Семен Нариньяни - Рядом с нами
Италия наводнена путешественниками. Среди них много истинных поклонников замечательного итальянского искусства. Эти могут сутками стоять перед произведениями Леонардо да Винчи, Палладио, Тициана.
Вот три пожилых учительницы из Глазго. Год строгой экономии в расходах — и деньги на поездку собраны. Не успели учительницы приехать в Венецию, как тут же заспешили на площадь святого Марка. И вот они все трое стоят перед Кампанилой, у каждой учительницы в руках бедекер, каждая внимательно смотрит на Кампанилу и читает все, что написано в путеводителе об этом прекрасном произведении архитектуры.
Но есть среди туристов и немало скучающих бездельников, которых привлекает в Италию не итальянское искусство, а итальянская экзотика.
Рядом с тремя учительницами стоит дама с собачкой. Дама только устало оглядывает Кампанилу, а бедекер читает не она, а ее компаньонка. Причем читает не все, а только самое главное, чтобы не утомить даму. Дама с собачкой тоже из Глазго. Отправляясь в Италию, дама захватила с собой не только компаньонку, но и двух лакеев Один состоит при ней самой, второй — при собачке.
А вот еще одна довольно примечательная личность из породы плавающих и путешествующих. К Лоджетте на площади святого Марка подходит большая группа испанских туристов. Наши группы смешиваются, и все мы с интересом рассматриваем статую Якопо Сансовино Аполлон. Статуя замечательная, и всем нам очень нравится. И русским и испанцам. И вдруг из-за чьей-то спины выходит вперед какой-то бойкий человечишка, смотрит на Аполлона и спрашивает:
— Сколько весит этот малый из мрамора?
Гид смущен. Гид может сказать, когда сделан «малый» из мрамора, кем сделан, что сказали об Аполлоне Тициан, Аретино. Но сколько весит Аполлон? Такой вопрос еще ни разу не приходил ему в голову.
Дней через десять наша группа была в Сикстинской капелле, роспись потолка которой сделана Микеланджело.
Потолки в Сикстинской капелле — это живописное чудо. Разглядывать это чудо можно часами. Но тишина в капелле внезапно нарушается.
— Я хотел бы знать, сколько все это весит?
Мы оборачиваемся на голос. Ну, конечно, это он. Наш старый знакомый. Тот, для которого тоннаж является мерилом прекрасного. Теперь наступает очередь удивляться римскому гиду.

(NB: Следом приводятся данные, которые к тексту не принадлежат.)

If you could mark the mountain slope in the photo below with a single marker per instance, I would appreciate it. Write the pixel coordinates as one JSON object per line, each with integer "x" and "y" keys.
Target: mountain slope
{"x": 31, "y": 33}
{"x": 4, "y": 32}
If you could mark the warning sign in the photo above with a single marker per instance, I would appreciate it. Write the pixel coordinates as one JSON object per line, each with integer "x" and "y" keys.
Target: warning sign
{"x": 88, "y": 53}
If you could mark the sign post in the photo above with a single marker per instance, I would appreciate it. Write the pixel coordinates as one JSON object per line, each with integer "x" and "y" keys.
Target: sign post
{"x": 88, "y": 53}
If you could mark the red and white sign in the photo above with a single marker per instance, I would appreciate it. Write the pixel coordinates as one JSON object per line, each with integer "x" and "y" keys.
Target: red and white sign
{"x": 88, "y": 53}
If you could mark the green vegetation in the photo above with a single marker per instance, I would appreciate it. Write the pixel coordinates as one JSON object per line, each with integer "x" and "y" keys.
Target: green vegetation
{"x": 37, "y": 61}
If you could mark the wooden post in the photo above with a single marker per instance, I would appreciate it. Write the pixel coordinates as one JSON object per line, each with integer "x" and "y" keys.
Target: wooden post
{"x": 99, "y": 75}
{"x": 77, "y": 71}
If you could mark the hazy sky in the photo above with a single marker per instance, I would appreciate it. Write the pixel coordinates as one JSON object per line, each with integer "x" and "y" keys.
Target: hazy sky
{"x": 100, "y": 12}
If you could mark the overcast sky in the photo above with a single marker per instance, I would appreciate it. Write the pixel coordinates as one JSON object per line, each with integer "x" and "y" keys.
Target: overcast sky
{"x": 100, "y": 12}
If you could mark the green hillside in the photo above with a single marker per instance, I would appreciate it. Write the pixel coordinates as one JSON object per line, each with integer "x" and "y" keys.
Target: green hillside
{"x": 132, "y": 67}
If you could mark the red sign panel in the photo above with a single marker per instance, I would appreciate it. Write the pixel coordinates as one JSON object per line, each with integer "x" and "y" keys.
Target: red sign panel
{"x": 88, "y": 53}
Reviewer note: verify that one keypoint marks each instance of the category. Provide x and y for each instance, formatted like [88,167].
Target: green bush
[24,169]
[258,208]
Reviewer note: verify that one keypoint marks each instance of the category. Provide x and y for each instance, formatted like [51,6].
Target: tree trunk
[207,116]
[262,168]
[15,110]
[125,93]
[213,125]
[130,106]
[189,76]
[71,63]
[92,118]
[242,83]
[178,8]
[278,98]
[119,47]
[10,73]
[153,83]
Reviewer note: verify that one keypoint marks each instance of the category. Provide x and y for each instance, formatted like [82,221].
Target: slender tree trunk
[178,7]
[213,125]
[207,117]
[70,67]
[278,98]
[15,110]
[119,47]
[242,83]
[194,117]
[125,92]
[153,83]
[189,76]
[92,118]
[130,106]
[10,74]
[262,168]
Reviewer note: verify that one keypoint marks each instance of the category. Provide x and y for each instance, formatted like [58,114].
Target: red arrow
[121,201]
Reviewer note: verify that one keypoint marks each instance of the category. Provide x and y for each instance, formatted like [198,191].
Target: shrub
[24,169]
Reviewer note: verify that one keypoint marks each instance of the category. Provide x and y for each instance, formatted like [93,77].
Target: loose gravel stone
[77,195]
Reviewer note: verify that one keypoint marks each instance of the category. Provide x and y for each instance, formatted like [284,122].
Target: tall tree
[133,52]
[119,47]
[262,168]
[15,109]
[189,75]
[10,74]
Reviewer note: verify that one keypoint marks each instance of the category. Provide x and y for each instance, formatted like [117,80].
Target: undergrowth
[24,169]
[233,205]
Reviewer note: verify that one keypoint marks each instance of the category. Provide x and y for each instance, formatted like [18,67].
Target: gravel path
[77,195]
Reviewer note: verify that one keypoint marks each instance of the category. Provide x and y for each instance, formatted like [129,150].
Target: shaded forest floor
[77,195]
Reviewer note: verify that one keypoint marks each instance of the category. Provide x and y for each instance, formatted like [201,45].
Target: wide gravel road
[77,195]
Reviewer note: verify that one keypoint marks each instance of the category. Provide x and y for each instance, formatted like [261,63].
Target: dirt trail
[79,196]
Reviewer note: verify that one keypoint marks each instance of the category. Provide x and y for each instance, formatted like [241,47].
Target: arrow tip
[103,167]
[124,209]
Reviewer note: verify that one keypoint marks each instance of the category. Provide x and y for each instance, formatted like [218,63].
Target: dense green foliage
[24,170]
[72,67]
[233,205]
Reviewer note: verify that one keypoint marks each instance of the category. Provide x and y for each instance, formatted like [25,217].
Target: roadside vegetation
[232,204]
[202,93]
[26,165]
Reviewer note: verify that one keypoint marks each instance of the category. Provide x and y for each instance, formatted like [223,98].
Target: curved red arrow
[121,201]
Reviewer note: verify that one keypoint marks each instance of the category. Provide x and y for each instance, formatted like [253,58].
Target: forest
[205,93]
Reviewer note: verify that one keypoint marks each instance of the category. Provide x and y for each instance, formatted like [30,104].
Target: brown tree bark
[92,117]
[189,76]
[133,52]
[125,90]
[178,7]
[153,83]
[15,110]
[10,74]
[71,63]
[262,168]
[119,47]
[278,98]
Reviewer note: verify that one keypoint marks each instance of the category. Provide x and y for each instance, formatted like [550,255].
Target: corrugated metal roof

— Кто весит? — не понимает он вопроса.
— Картина?
— Так ведь это же фреска. Или, быть может, вы прикажете взвесить картину вместе с потолком?
На приколеТеплый осенний день. У пристани стоит гондольер Орландо. Он все утро ждет пассажиров, но тщетно: летний сезон подходит к концу.
— Еще неделя, другая — и мою гондолу можно будет поставить на прикол.
— А как же вы, Орландо?
Делать гондольеру сейчас нечего, и он охотно вступает в разговор. И вот выясняется, что у прекрасной Венеции две жизни. Первая — яркая, богатая, веселая. И продолжается такая жизнь с апреля по ноябрь. В это время года весь город предоставлен во власть туристов. Для них играют на площадях оркестры. Перед ними раскрывают свои двери многочисленные гостиницы, рестораны, бары. Им предоставлены фешенебельные пляжи Лидо. Их возят по каналам, им поют песни гондольеры. Туристы становятся хозяевами не только Венеции, но и многих других городов Италии. Они делают все, что пожелают, входят даже во время богослужения шумной толпой в храмы, лезут в алтари… Некоторые церковнослужители пробуют как-то урезонить такую бесцеремонность. В одном из соборов я списал себе в блокнот объявление, составленное на трех языках: итальянском, английском и немецком. Вот оно. "Запрещается: женщинам входить в храм в нескромной одежде или мужских брюках; мужчинам — щупать святые реликвии руками".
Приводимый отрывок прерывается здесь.